Will video kill the photography star?
With Meta’s rapacious drive to copy platforms like TikTok, the direction that Instagram is going is clear. Just like video killed the radio star, so video will kill the still photographer. Or will it?
Radio is thriving in the form of podcasts, and music platforms like Spotify. The spoken voice is clearer than ever, and tunes are endlessly accessible via cellphones. Indeed, here in Africa where I live, even people in remote parts of the continent can be seen enjoying their favourite songs on their phone, be they walking a dusty path to collect water or waiting under a tree for a bicycle taxi.
Where is MTV now? “Radio" trumps the video star. It remains the best way to endure a traffic jam, is the backing track to any road trip, the beat that dictates your running pace, the solace in your headphones on the airplane, the guide that gives you direction on unfamiliar streets.
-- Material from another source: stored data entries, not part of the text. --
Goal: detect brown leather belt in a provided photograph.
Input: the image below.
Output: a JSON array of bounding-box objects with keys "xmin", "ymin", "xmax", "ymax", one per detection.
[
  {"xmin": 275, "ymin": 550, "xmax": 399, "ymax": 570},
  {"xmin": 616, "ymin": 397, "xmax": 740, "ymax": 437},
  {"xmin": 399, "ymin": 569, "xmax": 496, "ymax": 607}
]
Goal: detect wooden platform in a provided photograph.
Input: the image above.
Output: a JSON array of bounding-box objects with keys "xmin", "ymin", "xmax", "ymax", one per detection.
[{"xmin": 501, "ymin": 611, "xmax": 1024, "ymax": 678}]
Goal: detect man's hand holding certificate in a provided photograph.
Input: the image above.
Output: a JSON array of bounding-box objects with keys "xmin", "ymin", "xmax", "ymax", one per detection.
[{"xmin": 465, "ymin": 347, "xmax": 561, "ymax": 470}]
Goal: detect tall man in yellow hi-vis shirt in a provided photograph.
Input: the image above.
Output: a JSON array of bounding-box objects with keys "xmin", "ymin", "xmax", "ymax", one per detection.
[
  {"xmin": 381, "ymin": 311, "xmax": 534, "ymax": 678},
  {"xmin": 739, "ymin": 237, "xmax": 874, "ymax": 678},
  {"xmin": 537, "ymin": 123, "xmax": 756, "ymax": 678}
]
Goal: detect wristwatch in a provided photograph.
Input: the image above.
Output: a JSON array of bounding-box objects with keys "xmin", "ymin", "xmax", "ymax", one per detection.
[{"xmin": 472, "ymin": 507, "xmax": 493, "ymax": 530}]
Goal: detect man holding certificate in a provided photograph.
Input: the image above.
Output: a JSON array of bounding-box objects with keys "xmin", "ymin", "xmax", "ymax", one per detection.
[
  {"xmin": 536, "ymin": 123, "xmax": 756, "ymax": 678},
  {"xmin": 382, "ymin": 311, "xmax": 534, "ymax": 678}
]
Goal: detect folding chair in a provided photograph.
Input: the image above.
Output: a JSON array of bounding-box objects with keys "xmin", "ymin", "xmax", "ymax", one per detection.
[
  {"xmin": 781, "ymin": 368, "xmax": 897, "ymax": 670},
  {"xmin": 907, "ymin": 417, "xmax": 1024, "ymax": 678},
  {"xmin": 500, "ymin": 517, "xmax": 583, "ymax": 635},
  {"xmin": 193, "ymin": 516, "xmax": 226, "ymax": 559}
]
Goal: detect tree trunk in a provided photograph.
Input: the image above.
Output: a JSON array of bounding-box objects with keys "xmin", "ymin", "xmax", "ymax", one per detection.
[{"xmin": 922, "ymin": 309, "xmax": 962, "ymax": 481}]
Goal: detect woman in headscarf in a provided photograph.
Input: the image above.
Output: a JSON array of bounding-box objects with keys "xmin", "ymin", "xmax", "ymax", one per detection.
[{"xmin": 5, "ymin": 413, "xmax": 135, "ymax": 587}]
Nuit de Noel, 1963, Malick Sidibé
When it comes to photography, I like to consider the power of still imagery and that leads me to think about rock art. The oldest example was discovered in Blombos Cave on South Africa’s coast, a piece of ochre adorned with a carefully crafted geometric pattern dated conservatively at 77,000 years old. A hand stencil in Maltravieso cave in Spain is older than 64,000 years. Another Spanish cave was decorated with bison and horses 35,000 years ago, and the wildlife pageants of Lascaux Cave in France were created about 17,000 years ago. All of these remarkable still images have broadened our understanding of human history and culture, and the awe they inspire endures to this day.
I’ve explored Tsodilo Hills in Botswana where over 4,500 rock paintings created by different inhabitants over thousands of years tell a story so profound that it leaves visitors believing in gods. I cannot shake the experiences that I had on that visit, and every person I meet who has been there holds it in the same awe.
The power of the still photographer to convey a story in a split second inspires similar awe in me, and in billions of other people. These are not images you will find by trolling Google or Meta’s algorithms, they are the ones that are imprinted on your mind. For me, it is young Hector Pieterson’s limp body being carried by a terrified student during the Soweto uprising; the kiss in Time Square after victory over Japan; the piercing green eye of an Afghan girl; a loyalist militiaman falling as he is struck by a bullet in the Spanish civil war; a dramatic sky framed by the rock walls of Yosemite Valley; a vulture watching a starving child; a gorilla hugging its rescuer as she is transported to safety in a car; the magnetic attraction between a young couple dancing at a Christmas party in Mali.
In the media world (in which I am embroiled) despite all the calls I hear for more video, my sense is that it is pandering to the theory of algorithms, and the mistaken idea that you can cram so much more into video. I don’t believe for a second that video will ever trump still photography. In the hands of the right creator, like rock art and other static art forms since then, a photograph can convey a lifelong story in a single moment; an epic in the blink of an eye. In a gallery, a viewer will stand and gaze at a single image for ages, yet the comings and goings of people at a video presentation are legion - we don’t have the time or patience to have it spelled out for us on a screen.
Today on TikTok, and the platforms like Instagram and Facebook that doltishly copy them, there is a battle going on for our attention, but all I see are people swiping up and up and up, like the endless comings and goings at video presentations in galleries. But on the way out, those patrons will stop at a still image that grips them.
The virtue of the still photographer is the power to convey a story in an instant, and in our time stretched world, that is an inestimable craft.